Breaking

PSAT Targetkan Ekspansi dan Tambah Armada Kapal pada Tahun 2026

GE
Gemilang Ramadhan

Editor: Mazroh Atul Jannah

Jumat, 19 Juni 2026
PSAT Targetkan Ekspansi dan Tambah Armada Kapal pada Tahun 2026
ILUSTRASI, PT Pancaran Samudera Transport Tbk (Sumber Gambar : Net)

JAKARTA – Perusahaan pelayaran jasa transportasi laut, PT Pancaran Samudera Transport Tbk. (PSAT) membidik akselerasi bisnis untuk tahun buku 2026. Rencana strategis tersebut bakal ditempuh lewat diversifikasi komoditas angkutan, penambahan rute pengiriman, hingga menggaet mitra-mitra baru.

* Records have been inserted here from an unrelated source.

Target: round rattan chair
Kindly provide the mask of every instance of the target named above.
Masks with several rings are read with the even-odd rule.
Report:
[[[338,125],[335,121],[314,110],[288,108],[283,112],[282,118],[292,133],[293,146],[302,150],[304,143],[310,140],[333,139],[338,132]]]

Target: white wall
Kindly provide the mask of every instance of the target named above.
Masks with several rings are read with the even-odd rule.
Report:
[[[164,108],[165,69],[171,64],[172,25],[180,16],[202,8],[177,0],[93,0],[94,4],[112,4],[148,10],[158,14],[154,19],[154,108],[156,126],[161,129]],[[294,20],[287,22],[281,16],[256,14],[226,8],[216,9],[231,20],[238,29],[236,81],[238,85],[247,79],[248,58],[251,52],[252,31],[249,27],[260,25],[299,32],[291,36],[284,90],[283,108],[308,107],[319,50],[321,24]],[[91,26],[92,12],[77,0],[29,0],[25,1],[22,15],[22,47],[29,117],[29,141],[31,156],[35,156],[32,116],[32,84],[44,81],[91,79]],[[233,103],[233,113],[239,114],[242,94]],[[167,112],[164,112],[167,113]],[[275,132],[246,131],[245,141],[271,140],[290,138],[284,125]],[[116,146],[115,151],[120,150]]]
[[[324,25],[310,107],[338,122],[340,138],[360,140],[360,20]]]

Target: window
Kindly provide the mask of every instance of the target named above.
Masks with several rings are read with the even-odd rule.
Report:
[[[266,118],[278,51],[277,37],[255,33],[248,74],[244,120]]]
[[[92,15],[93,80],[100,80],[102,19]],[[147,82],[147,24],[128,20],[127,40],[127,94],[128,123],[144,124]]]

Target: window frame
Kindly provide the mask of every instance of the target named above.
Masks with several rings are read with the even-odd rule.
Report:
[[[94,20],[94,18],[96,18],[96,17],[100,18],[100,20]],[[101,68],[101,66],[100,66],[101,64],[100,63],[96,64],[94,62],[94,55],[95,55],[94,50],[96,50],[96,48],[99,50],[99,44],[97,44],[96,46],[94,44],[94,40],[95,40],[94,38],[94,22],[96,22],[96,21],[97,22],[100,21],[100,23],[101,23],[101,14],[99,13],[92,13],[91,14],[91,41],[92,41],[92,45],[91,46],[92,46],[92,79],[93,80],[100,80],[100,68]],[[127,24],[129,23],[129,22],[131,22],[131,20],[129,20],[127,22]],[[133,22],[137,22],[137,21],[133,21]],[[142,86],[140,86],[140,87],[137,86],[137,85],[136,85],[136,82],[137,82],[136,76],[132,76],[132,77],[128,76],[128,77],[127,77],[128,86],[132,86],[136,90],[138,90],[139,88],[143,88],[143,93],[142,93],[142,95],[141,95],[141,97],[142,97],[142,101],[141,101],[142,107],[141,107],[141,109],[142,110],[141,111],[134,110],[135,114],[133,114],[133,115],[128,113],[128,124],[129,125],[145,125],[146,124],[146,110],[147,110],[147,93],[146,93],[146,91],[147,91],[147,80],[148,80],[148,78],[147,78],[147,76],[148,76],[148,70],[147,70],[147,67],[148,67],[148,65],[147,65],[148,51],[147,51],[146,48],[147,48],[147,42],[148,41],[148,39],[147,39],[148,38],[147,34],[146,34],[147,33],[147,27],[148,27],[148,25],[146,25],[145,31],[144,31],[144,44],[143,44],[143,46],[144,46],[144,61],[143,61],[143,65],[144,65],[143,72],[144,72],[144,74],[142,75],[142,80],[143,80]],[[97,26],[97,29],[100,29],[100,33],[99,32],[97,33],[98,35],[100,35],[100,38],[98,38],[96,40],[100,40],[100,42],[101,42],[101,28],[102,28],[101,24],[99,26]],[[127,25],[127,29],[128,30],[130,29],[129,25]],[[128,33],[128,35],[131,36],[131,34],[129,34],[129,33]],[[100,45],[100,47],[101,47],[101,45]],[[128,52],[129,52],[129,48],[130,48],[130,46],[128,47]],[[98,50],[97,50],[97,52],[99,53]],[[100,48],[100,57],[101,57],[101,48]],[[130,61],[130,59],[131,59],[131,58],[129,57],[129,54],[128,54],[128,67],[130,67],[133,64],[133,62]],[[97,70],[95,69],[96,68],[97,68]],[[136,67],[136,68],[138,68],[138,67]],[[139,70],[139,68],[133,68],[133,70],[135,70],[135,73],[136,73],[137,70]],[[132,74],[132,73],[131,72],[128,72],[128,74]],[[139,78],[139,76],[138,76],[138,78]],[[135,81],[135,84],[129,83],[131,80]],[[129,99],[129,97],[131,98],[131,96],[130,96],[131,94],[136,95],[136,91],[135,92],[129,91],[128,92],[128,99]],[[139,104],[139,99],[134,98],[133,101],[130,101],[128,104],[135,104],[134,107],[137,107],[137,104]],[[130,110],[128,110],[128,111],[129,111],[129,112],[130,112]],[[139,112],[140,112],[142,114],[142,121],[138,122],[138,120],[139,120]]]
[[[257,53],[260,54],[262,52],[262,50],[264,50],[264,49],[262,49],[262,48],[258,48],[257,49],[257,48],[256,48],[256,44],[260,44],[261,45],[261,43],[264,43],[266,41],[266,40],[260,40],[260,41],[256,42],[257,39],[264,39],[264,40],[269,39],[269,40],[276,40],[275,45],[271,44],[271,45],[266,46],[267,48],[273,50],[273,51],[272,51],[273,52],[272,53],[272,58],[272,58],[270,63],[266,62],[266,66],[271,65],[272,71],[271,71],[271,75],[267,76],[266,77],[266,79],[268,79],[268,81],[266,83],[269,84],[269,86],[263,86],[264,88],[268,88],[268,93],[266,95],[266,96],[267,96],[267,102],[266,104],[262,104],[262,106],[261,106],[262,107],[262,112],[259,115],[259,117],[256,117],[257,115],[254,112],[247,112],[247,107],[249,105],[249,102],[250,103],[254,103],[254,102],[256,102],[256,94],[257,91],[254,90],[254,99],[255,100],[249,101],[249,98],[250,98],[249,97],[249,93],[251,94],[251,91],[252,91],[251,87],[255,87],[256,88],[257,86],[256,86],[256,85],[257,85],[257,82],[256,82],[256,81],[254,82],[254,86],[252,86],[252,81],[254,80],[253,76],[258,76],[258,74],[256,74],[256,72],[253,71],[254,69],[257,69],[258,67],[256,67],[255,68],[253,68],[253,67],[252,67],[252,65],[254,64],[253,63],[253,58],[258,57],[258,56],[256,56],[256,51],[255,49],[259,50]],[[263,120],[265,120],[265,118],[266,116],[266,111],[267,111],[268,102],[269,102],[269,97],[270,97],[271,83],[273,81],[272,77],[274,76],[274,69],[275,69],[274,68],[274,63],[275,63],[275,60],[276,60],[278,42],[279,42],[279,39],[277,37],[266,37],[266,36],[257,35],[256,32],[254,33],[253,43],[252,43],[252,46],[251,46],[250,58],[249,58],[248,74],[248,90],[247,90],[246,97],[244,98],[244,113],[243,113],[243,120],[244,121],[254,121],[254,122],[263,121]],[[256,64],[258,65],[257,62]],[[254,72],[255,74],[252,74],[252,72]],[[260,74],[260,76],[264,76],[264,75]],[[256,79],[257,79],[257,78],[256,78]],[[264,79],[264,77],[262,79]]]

Direktur Keuangan PSAT Wendi Arifin memaparkan bahwa perseroan berkomitmen memperkuat pondasi bisnis di tengah fluktuasi pasar pelayaran serta industri tambang. Upaya ini diwujudkan lewat optimalisasi daya angkut armada kapal dan efisiensi di pos operasional.

Sebagaimana dilansir dari berita sumber, Wendi dalam keterangan resminya pada Kamis (18/6/2026) menyatakan, “Pada tahun 2026, perseroan akan memperkuat pertumbuhan melalui diversifikasi komoditas, wilayah pengiriman, dan pengembangan kerja sama dengan pelanggan baru,”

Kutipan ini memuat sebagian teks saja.